La forma de una raíz, una flor o una molécula de sal son explicables por la función que cumplen, siguiendo el planteamiento aristotélico de las categorías y las cuatro causas: la forma de la raíz responde a su función alimenticia y estructural, la de la flor a las necesidades de polinización, la de la molécula de sal a determinadas valencias de los átomos que la componen. Lo formal nunca termina en sí mismo, siempre es remitido a un orden superior y holístico del que ha de ser consecuencia: las distintas configuraciones formales de la sustancia, y los atributos y potencias que de ella se derivan, responden en la metafísica occidental a la función que han de cumplir, generalmente orientada a la auto-perpetuación en contextos siempre mutantes: forma es el equilibrio precario que permite retrasar la disolución a la que todo está condenado. La forma “raíz” es lo que impide que la materia de la que se compone vuelva a ser tierra.

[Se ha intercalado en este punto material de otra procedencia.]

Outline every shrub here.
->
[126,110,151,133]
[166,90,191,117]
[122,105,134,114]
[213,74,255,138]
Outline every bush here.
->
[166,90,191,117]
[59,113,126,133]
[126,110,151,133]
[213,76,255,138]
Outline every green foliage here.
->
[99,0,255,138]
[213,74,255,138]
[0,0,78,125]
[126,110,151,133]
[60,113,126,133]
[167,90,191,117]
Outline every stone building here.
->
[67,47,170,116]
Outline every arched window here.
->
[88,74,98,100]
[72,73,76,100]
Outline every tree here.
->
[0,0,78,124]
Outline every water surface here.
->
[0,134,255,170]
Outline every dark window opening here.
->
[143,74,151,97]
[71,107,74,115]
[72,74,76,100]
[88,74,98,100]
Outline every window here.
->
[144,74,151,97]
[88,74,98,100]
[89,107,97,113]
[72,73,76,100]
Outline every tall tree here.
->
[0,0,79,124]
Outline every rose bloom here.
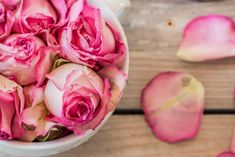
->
[44,63,126,135]
[57,0,125,69]
[0,75,25,140]
[0,2,15,41]
[20,85,55,141]
[0,34,54,85]
[12,0,75,33]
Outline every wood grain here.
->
[119,0,235,109]
[46,115,235,157]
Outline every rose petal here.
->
[217,151,235,157]
[0,75,25,139]
[22,85,56,136]
[177,15,235,62]
[141,72,204,143]
[74,79,111,135]
[99,66,127,111]
[17,131,37,142]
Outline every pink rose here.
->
[58,0,125,68]
[22,85,55,141]
[0,2,15,41]
[0,75,24,140]
[44,63,126,135]
[0,34,54,85]
[14,0,75,33]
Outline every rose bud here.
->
[19,85,56,141]
[0,34,54,85]
[44,63,126,135]
[58,0,125,69]
[0,2,15,41]
[0,75,25,140]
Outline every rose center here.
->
[11,38,34,60]
[69,102,90,121]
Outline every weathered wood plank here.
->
[54,115,235,157]
[119,0,235,109]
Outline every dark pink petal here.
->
[216,151,235,157]
[2,0,22,9]
[99,66,127,111]
[13,0,57,33]
[141,72,204,143]
[177,15,235,62]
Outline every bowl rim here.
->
[0,0,130,150]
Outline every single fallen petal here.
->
[230,128,235,153]
[177,15,235,62]
[217,151,235,157]
[141,72,204,143]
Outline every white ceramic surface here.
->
[0,0,129,157]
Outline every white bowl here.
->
[0,0,129,157]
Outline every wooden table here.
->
[5,0,235,157]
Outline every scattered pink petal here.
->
[141,72,204,143]
[177,15,235,62]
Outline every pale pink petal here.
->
[141,72,204,143]
[177,15,235,62]
[73,79,111,135]
[216,151,235,157]
[0,11,15,40]
[99,66,127,111]
[17,131,37,142]
[2,0,22,8]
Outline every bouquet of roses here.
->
[0,0,127,141]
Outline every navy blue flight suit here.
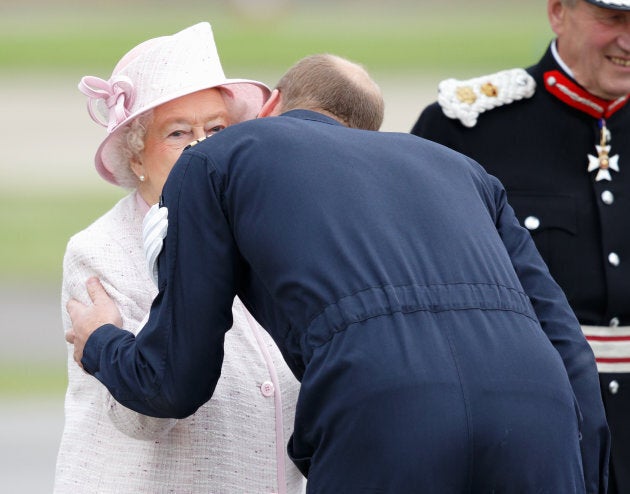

Lo problemático del form follows function es su traslación al campo de la acción humana, gesto que supone el paso del humanismo clásico a las “ciencias humanas”, que presuponen que toda práctica del hombre es necesaria (y por tanto, potencial objeto científico) y a resultas de las condiciones de su aparición y perpetuación contingentes. La antropología o la sociología sólo tienen sentido como “saberes” en la medida en que se acepta la premisa de que las formas sociales no son casuales o aleatorias, sino explicables desde algún tipo de utilidad: los rituales y leyes de parentesco, los sistemas teístas y principios filosóficos de cada pueblo no son autosuficientes, no han adquirido caprichosamente la forma que los caracteriza, sino que cada formalización soluciona diferentes circunstancias y problemas (mediante los cuales se puede inducir una función generatriz para cada forma). Esta visión científica / materialista / mecanicista / utilitarista de la acción humana ha logrado modelizar prácticamente toda expresión cultural como efecto de un determinado orden causal y funcional.

Pero hay algo que se resiste: el placer musical.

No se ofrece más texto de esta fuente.